There is still much work to do! Every school in every state should have a dyslexia expert on campus who can treat students with dyslexia. Institutions of higher education should continue their efforts to include courses on dyslexia and related disorders. State guidelines for the qualifications of dyslexia therapists and licensure for these experts are needed and being addressed. Efforts to establish State funding for dyslexia services continues, as well as the initiative to establish effective appropriate, and standardized accommodation procedures for State testing. Compliance to these laws through a statewide accountability system is also needed.

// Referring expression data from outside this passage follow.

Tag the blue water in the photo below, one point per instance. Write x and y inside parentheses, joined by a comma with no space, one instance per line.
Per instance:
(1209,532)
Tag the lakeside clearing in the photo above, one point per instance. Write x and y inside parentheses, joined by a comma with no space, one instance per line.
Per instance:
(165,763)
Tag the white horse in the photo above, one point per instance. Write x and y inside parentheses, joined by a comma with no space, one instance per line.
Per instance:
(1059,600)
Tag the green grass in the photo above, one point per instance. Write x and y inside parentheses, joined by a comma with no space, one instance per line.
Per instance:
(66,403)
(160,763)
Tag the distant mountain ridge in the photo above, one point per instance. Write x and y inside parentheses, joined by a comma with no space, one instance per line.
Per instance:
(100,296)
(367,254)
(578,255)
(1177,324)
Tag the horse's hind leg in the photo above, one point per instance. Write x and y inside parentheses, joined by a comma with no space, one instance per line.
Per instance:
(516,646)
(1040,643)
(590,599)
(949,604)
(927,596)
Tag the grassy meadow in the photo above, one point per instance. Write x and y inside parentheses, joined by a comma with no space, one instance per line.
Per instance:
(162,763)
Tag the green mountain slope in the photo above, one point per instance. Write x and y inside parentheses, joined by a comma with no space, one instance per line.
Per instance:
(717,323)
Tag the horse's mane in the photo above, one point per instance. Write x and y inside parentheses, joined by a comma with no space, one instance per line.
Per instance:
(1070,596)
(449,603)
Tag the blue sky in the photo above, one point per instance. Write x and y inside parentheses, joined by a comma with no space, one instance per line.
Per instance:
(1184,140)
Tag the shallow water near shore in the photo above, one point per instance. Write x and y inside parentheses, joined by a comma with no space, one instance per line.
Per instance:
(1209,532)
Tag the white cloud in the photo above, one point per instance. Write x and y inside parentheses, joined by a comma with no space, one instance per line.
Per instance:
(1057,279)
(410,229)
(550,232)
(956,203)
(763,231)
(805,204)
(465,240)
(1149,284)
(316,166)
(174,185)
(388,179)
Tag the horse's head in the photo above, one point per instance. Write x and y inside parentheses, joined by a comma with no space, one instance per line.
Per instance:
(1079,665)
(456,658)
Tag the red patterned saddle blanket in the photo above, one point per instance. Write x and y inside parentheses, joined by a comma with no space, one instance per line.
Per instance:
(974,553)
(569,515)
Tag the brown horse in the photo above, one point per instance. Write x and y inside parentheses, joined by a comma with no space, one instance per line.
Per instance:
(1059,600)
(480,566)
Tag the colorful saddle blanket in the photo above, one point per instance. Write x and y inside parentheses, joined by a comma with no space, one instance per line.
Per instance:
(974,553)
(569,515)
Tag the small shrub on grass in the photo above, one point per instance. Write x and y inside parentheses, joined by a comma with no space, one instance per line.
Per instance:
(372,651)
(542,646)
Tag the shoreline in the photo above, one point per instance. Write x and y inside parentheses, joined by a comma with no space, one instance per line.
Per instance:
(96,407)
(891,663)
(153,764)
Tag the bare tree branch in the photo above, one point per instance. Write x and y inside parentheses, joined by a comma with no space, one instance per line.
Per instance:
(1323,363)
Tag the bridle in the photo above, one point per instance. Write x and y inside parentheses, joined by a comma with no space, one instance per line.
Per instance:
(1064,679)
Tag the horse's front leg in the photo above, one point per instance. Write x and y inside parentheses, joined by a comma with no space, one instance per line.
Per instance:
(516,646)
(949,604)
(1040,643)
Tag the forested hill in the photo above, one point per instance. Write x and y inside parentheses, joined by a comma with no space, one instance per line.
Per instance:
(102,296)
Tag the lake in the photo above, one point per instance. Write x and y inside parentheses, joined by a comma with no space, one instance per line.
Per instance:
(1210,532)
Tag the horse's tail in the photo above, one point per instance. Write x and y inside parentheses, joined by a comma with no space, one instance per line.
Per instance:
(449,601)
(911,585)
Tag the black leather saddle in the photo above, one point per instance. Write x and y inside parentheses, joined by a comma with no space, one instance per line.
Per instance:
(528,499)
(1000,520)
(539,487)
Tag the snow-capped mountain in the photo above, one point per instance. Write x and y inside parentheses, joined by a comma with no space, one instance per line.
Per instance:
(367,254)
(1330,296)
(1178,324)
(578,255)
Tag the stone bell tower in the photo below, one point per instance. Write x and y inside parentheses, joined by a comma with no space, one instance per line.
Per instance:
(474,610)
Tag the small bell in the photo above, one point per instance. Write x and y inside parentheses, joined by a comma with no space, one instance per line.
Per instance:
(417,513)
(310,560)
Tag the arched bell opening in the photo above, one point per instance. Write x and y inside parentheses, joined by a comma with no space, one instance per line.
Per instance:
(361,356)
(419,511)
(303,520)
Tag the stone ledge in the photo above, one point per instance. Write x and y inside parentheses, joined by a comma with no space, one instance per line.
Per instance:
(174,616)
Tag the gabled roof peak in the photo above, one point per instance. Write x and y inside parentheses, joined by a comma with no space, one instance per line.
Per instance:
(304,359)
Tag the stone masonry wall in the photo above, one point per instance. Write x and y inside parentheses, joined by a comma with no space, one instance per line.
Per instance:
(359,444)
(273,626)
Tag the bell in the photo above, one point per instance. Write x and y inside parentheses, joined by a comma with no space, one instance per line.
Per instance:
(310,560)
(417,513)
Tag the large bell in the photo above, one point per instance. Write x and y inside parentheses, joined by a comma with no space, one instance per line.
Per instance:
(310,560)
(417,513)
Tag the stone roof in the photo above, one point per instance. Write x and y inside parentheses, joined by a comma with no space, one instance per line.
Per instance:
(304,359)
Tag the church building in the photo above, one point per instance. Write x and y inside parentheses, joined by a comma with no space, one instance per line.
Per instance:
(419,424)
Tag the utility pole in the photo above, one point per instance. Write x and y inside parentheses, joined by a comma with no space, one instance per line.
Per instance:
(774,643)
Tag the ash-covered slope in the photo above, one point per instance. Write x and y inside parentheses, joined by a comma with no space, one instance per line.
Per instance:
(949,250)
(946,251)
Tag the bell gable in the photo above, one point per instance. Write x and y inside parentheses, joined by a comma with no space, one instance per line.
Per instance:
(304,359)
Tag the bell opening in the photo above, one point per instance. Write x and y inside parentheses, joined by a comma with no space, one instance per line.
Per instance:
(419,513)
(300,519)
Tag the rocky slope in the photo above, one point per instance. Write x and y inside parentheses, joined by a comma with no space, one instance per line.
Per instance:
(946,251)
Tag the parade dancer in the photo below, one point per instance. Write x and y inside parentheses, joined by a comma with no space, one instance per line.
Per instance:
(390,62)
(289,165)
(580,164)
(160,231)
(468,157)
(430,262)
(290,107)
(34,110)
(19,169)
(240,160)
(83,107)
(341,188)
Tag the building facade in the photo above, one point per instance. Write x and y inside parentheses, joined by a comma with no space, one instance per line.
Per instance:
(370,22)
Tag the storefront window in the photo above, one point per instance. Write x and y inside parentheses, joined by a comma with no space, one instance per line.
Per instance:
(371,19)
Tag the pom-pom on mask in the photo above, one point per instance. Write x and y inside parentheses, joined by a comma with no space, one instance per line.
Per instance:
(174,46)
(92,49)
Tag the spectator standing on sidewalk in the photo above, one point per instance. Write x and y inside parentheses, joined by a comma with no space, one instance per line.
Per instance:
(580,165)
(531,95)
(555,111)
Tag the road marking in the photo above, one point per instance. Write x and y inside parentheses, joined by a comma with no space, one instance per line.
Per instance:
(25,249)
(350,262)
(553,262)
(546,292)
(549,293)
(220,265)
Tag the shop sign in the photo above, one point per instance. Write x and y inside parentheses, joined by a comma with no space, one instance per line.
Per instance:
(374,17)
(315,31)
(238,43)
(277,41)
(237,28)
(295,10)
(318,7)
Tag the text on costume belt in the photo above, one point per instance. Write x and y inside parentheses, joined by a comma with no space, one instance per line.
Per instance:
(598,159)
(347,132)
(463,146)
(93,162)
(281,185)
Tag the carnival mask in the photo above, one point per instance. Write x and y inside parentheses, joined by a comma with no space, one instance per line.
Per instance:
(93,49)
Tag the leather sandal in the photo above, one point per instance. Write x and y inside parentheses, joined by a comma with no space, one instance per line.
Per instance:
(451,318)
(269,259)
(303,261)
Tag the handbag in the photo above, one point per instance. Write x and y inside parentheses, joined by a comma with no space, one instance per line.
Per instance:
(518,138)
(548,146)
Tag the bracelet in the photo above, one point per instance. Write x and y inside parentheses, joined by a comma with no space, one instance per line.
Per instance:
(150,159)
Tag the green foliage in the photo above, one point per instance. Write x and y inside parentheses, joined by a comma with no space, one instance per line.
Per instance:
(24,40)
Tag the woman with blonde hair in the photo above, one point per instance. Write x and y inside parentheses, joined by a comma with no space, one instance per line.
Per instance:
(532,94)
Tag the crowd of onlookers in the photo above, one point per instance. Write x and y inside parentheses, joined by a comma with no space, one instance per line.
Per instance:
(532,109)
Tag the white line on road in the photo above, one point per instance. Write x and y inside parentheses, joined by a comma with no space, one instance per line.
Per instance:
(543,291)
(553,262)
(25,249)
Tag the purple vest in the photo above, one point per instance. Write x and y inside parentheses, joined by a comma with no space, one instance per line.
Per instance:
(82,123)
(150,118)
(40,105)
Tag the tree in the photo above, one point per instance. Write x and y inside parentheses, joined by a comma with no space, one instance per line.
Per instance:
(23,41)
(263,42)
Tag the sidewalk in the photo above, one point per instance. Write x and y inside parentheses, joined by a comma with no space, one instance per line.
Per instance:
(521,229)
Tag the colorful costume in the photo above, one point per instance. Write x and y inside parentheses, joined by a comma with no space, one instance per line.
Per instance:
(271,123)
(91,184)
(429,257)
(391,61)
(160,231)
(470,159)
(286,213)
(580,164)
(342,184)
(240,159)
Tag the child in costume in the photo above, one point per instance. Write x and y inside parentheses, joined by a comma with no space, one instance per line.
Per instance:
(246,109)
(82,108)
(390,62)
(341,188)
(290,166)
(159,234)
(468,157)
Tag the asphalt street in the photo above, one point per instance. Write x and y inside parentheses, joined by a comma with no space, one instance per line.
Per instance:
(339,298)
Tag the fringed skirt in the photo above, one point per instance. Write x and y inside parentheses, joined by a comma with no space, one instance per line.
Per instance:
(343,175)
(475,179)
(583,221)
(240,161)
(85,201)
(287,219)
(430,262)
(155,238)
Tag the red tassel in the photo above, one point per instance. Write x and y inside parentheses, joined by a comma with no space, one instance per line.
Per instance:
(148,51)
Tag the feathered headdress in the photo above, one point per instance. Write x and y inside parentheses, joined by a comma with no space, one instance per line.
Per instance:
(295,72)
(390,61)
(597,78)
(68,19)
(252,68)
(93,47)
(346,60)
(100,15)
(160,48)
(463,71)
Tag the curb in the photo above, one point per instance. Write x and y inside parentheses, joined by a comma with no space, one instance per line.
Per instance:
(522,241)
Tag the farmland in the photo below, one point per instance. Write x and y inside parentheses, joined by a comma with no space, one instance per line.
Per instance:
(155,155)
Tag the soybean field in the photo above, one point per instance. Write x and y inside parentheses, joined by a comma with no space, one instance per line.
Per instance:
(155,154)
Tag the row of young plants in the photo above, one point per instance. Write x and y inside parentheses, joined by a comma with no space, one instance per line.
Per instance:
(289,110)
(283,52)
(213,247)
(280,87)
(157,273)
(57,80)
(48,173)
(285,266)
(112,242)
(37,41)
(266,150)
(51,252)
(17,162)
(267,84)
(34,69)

These are just a few of the initiatives Geraldine “Tincy” Miller and other advocated work tirelessly to achieve. Where would we be without these individuals who have dedicated so much time and energy toward improving the lives of dyslexic individuals? They are our heroes and certainly legends in their own time.
Author: Elsa Cardenas-Hagan, Ed.D., is a bilingual speech-language pathologist and a certified academic language therapist. She is the director of the Valley Speech Language and Learning Center and works with the Texas Institute for Measurement Evaluation and Statistics at the University of Houston.